Physical anthropologists have also documented biological diversity in the Indus population. For example, Mohenjo-daro is somewhat different in its phenotypic traits from the population represented at northern sites, especially Harappa and Kalibangan.16 Health profiles of individuals support the notion of biological heterogeneity since there are significant differences from region to region. The population at Mohenjo-daro has a high rate of anemia as compared to other Indus sites.17 Thus, while the Mature Harappan as a whole can be seen as a population, if we look for diversity, it is there both culturally and biologically within the whole.18
The Late Kot Dijian of the Derajat and Potwar Plateau
The Kot Dijian ceramic assemblage has a late stage in the Derajat and Potwar Plateau, which takes a version of this assemblage into the second half of the third millennium, contemporary with the Harappan Civilization This was first suggested by A. H. Dani19 and has been confirmed by a series of radiocarbon dates and description.20 These sites, and the peoples who lived in them, are contemporary with the Indus Civilization (2500—1900 B.C.). A map and list of Late Kot Dijian sites is available in the references.21
The evidence documenting that the Late Kot Dijian and the Indus Civilization were contemporary is not based on radiocarbon dates alone. Some Indus p
ainted motifs are found on Late Kot Dijian ceramics: pipal leaves, fish scales, intersecting circles, and peacocks. Indus perforated ware occurs at Gumla IV. Other Indus artifacts occur also in the Late Kot Dijian: Gumla IV produced an etched carnelian bead, a cubical stone weight, a faience button or seal, steatite (paste) disk beads, toy cart frames with wheels, triangular terra-cotta cakes, and “missiles.”22
The Late Kot Dijians of the Derajat and Potwar Plateau seem to represent peoples outside the Indus ideology, peoples who chose to stay with the older ways of the Early Harappan and who preserved their suite of material culture, best represented by their ceramics, as symbolic representation of this decision. That their relationship with the Mature Harappan peoples was a peaceful one can perhaps be inferred from the recently discovered presence of Indus sites in among the Late Kot Dijian settlements of the Derajat.23
Thus, we see that the Indus ideology was not totally accepted everywhere.
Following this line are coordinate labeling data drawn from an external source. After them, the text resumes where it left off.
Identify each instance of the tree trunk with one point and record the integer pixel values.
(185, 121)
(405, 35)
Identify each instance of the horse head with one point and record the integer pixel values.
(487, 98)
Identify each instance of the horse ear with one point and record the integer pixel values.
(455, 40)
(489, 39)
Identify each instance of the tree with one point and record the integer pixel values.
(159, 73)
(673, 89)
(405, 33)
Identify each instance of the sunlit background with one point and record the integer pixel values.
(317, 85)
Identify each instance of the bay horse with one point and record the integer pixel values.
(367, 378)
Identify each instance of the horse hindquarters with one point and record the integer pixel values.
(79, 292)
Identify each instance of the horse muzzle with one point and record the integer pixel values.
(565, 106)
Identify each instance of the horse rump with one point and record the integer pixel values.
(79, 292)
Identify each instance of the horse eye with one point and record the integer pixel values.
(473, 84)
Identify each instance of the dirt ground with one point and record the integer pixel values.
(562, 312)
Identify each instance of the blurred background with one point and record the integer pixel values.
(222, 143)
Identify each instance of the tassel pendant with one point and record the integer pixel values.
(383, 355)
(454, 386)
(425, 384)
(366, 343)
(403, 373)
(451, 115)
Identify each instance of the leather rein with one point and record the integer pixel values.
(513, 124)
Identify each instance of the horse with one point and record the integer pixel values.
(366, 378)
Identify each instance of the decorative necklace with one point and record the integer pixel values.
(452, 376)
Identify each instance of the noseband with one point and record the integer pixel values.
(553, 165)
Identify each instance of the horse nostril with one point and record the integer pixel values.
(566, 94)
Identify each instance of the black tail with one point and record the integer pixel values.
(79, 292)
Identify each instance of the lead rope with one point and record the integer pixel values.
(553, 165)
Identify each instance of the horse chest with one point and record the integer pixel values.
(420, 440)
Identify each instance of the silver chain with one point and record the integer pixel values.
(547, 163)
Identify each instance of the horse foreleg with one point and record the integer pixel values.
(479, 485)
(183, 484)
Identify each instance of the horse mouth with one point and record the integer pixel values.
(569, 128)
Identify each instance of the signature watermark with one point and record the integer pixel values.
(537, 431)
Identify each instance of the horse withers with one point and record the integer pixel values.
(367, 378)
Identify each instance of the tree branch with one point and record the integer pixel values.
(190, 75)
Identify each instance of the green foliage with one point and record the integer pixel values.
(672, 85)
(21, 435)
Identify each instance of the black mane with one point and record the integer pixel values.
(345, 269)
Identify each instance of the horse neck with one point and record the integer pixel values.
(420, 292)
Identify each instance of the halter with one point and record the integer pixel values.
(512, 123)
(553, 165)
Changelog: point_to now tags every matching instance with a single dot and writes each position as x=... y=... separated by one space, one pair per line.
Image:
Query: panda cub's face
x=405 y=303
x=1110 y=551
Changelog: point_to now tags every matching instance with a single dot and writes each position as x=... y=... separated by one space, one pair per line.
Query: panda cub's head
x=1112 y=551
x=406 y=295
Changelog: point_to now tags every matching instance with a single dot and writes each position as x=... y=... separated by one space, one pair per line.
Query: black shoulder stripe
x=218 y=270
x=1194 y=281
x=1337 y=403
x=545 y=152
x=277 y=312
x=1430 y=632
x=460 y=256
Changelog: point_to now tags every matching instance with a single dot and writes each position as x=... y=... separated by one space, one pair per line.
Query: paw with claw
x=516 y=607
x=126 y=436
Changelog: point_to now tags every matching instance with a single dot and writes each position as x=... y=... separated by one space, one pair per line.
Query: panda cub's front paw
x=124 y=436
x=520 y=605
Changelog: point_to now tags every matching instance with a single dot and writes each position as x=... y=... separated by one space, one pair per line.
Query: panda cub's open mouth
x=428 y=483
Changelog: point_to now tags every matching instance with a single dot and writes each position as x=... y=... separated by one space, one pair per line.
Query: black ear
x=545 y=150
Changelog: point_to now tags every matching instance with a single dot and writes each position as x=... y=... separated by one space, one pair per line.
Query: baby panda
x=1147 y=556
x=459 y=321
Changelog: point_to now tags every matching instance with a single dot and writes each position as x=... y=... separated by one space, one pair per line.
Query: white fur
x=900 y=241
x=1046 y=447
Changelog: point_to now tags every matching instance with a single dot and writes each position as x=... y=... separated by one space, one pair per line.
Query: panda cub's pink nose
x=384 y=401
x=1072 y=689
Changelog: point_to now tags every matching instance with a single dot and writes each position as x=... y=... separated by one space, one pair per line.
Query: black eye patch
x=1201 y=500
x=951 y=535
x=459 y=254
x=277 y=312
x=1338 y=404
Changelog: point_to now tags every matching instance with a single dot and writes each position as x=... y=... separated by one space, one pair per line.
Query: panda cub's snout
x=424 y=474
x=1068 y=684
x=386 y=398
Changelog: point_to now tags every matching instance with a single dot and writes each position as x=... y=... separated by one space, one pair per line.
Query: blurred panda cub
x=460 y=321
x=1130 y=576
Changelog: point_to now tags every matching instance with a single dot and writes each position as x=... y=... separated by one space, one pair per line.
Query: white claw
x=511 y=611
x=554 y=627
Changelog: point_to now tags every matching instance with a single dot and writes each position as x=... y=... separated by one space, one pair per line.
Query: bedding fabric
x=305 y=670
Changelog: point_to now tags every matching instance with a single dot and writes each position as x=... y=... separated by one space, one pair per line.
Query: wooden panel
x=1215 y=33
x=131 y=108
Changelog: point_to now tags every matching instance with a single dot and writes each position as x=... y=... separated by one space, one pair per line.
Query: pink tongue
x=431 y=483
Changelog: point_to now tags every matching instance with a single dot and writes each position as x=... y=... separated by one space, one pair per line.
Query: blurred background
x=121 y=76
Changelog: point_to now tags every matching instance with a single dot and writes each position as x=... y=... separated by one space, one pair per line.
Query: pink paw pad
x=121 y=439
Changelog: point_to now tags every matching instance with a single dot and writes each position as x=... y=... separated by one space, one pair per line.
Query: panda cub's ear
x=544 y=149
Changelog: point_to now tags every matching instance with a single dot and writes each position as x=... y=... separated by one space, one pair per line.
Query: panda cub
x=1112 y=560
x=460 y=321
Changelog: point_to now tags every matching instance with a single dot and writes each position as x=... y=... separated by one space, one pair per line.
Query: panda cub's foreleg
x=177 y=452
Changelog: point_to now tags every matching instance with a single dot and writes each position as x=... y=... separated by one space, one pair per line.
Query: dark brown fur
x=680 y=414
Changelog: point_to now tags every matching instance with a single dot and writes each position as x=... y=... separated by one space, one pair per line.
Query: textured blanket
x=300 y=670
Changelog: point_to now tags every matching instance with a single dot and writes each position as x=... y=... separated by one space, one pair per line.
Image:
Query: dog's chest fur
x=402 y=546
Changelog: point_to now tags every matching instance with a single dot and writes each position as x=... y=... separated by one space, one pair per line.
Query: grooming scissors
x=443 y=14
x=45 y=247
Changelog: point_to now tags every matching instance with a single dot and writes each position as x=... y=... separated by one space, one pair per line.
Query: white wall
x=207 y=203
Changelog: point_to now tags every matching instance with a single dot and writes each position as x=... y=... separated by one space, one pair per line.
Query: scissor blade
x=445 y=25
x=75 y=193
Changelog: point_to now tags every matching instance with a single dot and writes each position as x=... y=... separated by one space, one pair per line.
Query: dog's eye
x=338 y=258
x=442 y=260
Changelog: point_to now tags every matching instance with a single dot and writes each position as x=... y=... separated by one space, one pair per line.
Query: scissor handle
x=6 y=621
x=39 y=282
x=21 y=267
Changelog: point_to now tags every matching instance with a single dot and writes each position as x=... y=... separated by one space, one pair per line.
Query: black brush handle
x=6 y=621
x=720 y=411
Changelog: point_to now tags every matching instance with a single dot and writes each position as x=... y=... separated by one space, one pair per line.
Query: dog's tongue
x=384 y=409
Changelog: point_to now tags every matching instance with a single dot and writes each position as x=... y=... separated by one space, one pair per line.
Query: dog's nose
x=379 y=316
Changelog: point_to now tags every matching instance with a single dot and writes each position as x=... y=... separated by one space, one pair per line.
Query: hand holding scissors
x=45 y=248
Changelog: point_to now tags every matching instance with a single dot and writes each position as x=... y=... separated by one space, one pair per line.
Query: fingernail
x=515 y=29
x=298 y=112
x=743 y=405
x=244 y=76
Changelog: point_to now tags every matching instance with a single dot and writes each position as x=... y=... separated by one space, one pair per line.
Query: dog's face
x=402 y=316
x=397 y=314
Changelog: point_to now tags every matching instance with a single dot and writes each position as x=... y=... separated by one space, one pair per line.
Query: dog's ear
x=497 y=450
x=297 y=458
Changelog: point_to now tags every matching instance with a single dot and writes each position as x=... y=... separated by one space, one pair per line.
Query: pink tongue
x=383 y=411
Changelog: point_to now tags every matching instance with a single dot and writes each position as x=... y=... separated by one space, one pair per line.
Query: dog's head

There were holdouts. The political, economic, and ideological relationships between the Indus and Late Kot Dijian peoples must have been both rich and complex, and it is therefore sad to say that we know so little about them.
Conclusion
The Indus Civilization had an identifiable archaeological assemblage. The differences between it and the Early Harappan testify to the immense changes that took place during the Early Harappan—Mature Harappan Transition. This transition is hypothesized to have been the period when the Indus ideology developed and proliferated. There is evidence for the existence of a diversity of peoples in ancient India that were a part of this civilization. It is taken from the diversity found within the Indus archaeological assemblages, but also from the physical remains of the Harappans themselves. It is not surprising, after all, to find cultural and physical diversity in a civilization that covers over 1 million square kilometers.